I wonder how trickle up economics would work in such a situation - perhaps the fines could have been paid to consumers of their products, instead of to the government?

Will Knott said...

I would love that - mortgage gone in one stroke.

Maybe an amnesty (or mortgage bailout) for up to this amount would help. The banks still get the money, but the apparent benefit is for those with the loans.

Even with a 500,000 euro mortgage, its a lot off and a re-negotiation position, and with the smaller loans off the books it means that things can get a bit easier.

The reason for mortgage (ok, maybe school/student loans and car loans to get those industries going again) should be included.

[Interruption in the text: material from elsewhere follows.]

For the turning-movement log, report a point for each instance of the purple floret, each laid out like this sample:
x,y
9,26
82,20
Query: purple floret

Would this help spending ... think about it, a lack of mortgage payments mean either more money for savings or spendings (and it makes any redundancy payment go further).

Does that tweak work better?

Declan said...

@Reggie: we have the same problems with price fixing here. Except no one gets fined. The Irish National Consumer Agency has been investigating high prices in Ireland for 2 years and last night the representative of the NCA was on the radio saying they had yesterday managed to ask some "hard questions". Useless.

@Will Knott: Yup, it would be good if they gave people 200,000 to pay off loans and mortgages. That way the banks would get the money and people would have lower debt repayments and so would have more money to spend. Maybe give money to people with no mortgages as well to fund startup businesses that employ 5 people or more. Unfortunately apparently an Irish government minister was on the radio last night and said it couldnt happen because the government needs to borrow the money they are giving the banks and so will need to repay the money themselves so need the banks to pay the money back.

Nicola said...

Its not E200,000 but when a recession was announced in Spain recently, the government there immediately gave every worker E200 with a further E200 to come over the next year!